Die Transportunternehmen erwägen Tariferhöhungen und die Abschaffung von Rabatten. Insbesondere die Generalabonnemente (GA) sollen verteuert werden. Im Interview mit Helmut Stalder in der NZZ erklärt Daniel Müller-Jentsch, weshalb eine solche Tarifanpassung sinnvoll ist.

Helmut Stalder: Das Generalabonnement soll gemäss den Plänen von CH-Direct bald um zehn Prozent aufschlagen und neu in der 2. Klasse 4250 Franken kosten. Ist das GA heute zu billig?
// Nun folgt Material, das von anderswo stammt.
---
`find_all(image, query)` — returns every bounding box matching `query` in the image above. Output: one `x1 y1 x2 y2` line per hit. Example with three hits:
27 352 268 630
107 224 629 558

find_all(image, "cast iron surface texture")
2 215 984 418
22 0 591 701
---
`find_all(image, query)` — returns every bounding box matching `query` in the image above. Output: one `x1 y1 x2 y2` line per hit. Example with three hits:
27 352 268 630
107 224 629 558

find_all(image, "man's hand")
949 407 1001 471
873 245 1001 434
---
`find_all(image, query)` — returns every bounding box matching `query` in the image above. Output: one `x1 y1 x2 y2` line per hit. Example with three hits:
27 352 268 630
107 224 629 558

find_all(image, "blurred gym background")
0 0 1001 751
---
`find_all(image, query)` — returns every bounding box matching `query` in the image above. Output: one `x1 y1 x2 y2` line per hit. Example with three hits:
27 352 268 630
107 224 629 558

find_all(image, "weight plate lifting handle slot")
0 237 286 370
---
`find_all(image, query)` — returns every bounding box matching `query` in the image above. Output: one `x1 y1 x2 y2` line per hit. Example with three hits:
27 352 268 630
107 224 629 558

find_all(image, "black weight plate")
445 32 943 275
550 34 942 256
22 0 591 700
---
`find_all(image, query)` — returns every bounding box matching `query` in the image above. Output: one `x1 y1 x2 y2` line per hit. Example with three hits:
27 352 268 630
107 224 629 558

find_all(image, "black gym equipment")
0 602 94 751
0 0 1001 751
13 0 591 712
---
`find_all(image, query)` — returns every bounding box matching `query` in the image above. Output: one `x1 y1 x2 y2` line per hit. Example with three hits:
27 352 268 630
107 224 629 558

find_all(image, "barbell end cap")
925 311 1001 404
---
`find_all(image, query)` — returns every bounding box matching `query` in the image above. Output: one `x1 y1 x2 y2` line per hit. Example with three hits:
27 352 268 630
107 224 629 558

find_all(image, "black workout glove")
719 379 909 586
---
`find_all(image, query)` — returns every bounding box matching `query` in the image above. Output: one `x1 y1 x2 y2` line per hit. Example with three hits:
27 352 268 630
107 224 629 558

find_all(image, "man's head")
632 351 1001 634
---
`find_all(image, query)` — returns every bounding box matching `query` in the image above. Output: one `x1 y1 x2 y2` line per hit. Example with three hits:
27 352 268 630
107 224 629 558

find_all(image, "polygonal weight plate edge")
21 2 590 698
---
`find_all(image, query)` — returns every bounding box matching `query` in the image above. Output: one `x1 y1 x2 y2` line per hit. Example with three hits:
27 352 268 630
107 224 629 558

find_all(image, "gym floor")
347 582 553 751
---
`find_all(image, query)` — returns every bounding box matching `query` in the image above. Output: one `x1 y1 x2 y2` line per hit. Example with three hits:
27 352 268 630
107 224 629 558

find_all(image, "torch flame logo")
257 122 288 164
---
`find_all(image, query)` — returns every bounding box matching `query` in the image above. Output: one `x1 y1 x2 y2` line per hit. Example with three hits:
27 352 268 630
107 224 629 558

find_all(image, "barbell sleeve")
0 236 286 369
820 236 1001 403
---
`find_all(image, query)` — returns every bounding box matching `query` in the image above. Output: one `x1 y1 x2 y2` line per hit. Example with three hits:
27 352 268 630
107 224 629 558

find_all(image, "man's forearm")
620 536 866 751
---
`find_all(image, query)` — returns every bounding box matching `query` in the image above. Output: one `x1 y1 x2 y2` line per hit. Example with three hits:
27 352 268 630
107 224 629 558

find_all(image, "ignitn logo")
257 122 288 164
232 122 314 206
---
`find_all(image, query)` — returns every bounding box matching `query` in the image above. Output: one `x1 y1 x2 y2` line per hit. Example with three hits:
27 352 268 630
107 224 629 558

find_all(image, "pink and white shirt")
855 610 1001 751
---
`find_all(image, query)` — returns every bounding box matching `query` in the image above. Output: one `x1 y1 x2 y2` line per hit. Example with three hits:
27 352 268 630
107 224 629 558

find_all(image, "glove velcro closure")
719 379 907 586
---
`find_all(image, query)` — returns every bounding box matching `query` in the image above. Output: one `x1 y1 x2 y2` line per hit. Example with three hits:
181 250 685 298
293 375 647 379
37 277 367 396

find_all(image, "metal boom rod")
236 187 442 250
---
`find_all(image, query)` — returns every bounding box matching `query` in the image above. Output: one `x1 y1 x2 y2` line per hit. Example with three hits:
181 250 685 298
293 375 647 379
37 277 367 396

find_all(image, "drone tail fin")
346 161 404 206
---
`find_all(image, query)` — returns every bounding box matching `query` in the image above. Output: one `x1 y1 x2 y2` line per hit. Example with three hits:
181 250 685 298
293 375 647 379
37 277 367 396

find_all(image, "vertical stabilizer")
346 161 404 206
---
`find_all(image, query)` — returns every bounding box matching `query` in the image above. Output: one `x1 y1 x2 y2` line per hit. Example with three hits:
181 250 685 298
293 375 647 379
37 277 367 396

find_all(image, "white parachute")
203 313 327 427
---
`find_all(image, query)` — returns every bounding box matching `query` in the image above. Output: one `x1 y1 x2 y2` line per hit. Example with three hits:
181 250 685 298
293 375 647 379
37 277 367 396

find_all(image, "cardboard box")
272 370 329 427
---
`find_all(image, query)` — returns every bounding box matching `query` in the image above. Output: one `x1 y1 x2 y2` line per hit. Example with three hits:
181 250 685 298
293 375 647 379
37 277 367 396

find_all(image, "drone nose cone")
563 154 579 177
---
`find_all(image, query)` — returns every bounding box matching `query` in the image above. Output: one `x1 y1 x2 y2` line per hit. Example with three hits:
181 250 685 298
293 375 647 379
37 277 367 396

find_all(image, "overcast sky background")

Daniel Müller-Jentsch: Ich halte diese Tarifanpassung beim GA für längst überfällig und begrüssenswert. Das Hauptproblem am Generalabonnement ist seine Anreizwirkung als Flatrate, denn jede zusätzliche Fahrt ist für den Inhaber kostenlos. Ohnehin sind die Tarife im öffentlichen Verkehr generell zu niedrig. Bei einer Gesamtkostenrechnung, Investitionen eingeschlossen, liegt der Kostendeckungsgrad des Schweizer Schienenverkehrs bei etwa 40 Prozent. Also trägt die Allgemeinheit mehr als die Hälfte der vom Nutzer verursachten Kosten. Eine leichte Preiserhöhung des GA ist also geboten.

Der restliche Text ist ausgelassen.